As both an educator and a social worker, I am acutely aware of the responsibility of schools to not only prepare students academically for future success, but to also foster character development. In our increasingly hostile world, where hate speech is commonplace and students fear for their safety in the wake of shootings at schools, public places and houses of worship, isn’t it our responsibility, as educators, to mold our students into mensches? At Carmel Academy, we turn to our social-emotional learning curriculum to help shape the way we define and approach what it means to be a mensch. Through this learning, students cultivate the capacity to see differences in one another not as weaknesses, but as opportunities to help one another; and to be reflective of how they react to the environment around them. This is becoming increasingly important as we struggle to respond to the growing violence facing our world. In response to the most recent attack at his synagogue, the Chabad of Poway in San Diego, California, Rabbi Yisroel Goldstein acknowledged, “the way we react to darkness is with light. We need to go back to the basics and introduce [activities] in schools so that children from early childhood on could recognize that there is more good to the world, that they are valuable, that there is accountability, and that every human being is created in God’s image.”
At Carmel Academy, our two academic programs run side-by-side – our Core program, for neuro-typically developing students, and our PALS (Providing Alternative Learning Strategies) program, for students who have different learning needs. The students in both programs integrate throughout the day to provide maximum opportunities to live out our values of inclusion and practice the social-emotional learning that promotes our vision of menschlichkeit.

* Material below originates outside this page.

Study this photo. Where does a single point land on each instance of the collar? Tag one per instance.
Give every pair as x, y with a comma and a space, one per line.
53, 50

Exposure, however, cannot happen in isolation. Exposure without knowledge and understanding is insufficient. It is our job as educators to teach students about differences in a way that encourages connection and empathy. Without a deeper appreciation for differences, children may not learn how to relate lovingly to someone with a different skin color or religion. Without a deeper understanding, children may not be sensitive to or patient with a peer with a processing delay. This lack of understanding, or innocent ignorance, can be a cause for distance, hate and bullying. In my experience, I find that many anti-bullying programs teach our students what not to do, rather than deeply educating them around differences and pro-social behaviors that will reduce bullying and promote a culture of kindness and acceptance. This is a mistake.
At our school, we have found it useful to follow a program callled SOS: Social Skills in Our Schools, which was created and developed by Dr. Michelle Dunn, a pediatric neuropsychologist out of Montefiore Hospital.
One of the main tenets of the SOS program is to help students understand their own strengths and areas where they need to improve. After participating in the lessons, students recognize and appreciate how these attributes make them unique. For example, we explored the idea that lunch and recess are subjects just like any other. Some students possess the social skills that allow them to be successful during these subjects, while some struggle, as the noise level of the cafeteria or the vastness of the playground cause anxiety for them. One student then compared that level of anxiety to his own when he sees a long division problem, while another shared that he feels anxious when he is faced with reading a long chapter in his book. Acknowledging and sharing their own strengths and growth areas helps our students better understand each other, thus normalizing difference.
While ours has seen success with this program, it may not be the best fit for every school. Alternative models can include: partnering with community agencies that provide special needs/diversity training, providing professional development around differentiation, recognizing and praising students for being kind, organizing parent trainings, and making appreciation of differences and inclusion a part of the school culture. If we invest in teaching kindness and cultivating a spirit of generosity and understanding, we can help eradicate some of the darkness and bring a little more light into our classrooms and schools.
By Lisa Mendler
Lisa Mendler is the school social worker r at Carmel Academy in Greenwich, Connecticut. She holds a master’s in teaching from Relay Graduate School of Education and a master’s in social work from Hunter College School of Social Work. She lives in New Rochelle with her husband, Rabbi Zachary Sitkin, and her son, Avi.